Le tantrisme n'est pas une religion. Sans clergé, sans temples, sans autorité suprême, il dispose cependant d'un vaste panthéon intégré sans difficulté au brahmanisme, à l'hindouisme et plus étonnamment au bouddhisme. Il est donc omniprésent même caché. Le linga de Shiva, hindouiste, est ainsi vénéré dans certains temples bouddhistes. Le fonctionnement de ses divinités spécifiques - elles sont innombrables, car les voies tantriques le sont aussi - est le même que celui des religions, avec un grand nombre de divinités vouées à la compassion. Dans le christianisme où les saints sont légions, la plupart agissent dans un domaine particulier généralement lié à une existence réelle, même si elle fut  très enjolivée par Jacques de Voragine.

En Orient les divinités sont les protagonistes de contes qui leur font vivre sur terre des histoires merveilleuses. Pour un esprit rationnel, il ne s'agit que de futilités, mais dans le monde spirituel, la véracité d'un récit, sa réalité n'ont aucune importance. On les imagine, donc ils existent. Ces divinités peuvent porter plusieurs noms, réaliser des choses impossibles, avoir de multiples bras ou un visage d'animal, elles possèdent souvent un même visage et seuls leurs attributs, leurs couleurs, leurs attitudes permettent de les individualiser. Elles sont toutes vouées à disparaître un jour lointain, et ne sont jamais le but vers lequel se dirige le pratiquant.

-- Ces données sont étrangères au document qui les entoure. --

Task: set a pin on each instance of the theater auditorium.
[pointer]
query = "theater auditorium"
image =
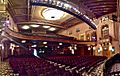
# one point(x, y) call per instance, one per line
point(59, 38)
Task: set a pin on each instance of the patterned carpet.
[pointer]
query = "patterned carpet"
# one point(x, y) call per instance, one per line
point(5, 70)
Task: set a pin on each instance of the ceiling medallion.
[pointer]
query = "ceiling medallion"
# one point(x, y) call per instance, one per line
point(52, 14)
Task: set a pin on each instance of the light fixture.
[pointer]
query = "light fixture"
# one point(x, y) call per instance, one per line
point(60, 43)
point(52, 29)
point(46, 46)
point(52, 14)
point(46, 26)
point(34, 25)
point(23, 41)
point(25, 27)
point(44, 42)
point(34, 46)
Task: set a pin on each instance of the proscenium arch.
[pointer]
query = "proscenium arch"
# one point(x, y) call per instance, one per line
point(80, 15)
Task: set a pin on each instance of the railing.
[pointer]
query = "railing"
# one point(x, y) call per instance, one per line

Elles n'existent que pour l'aider dans son cheminement. Aucune image ne renvoie donc à un être ayant réellement existé selon les critères occidentaux, mais là encore, en occident ce fut la même chose dans la représentations des saints du monde byzantin.

Ci-dessus, Shiva qualifié dans cette représentation de Nataraja, est vénéré dans l'hindouisme et le tantrisme (ils ne s'excluent pas). Il danse la fin et la création du monde ; elles se succèdent sans fin dans des cycles cosmiques matérialisés ici par les flammes extérieures. C'est la danse de la vie et de la mort qui sont indissociables. Chaque grande divinité possède une forme masculine et une forme féminine qui s'unissent dans le yab-yum (Elle est assise sur Lui) pudiquement caché aujourd'hui dans les sanctuaires par des étoffes enroulées. Ci-dessous Shiva et Shakti - sa parèdre - vivent cette union parfaite, à la fois physique et spirituelle qui échappe au mouvement perpétuel et aux cycles des réincarnations. Dépassant la dualité, ils ont atteint la plénitude, la paix parfaite, abolissant le passé comme le futur.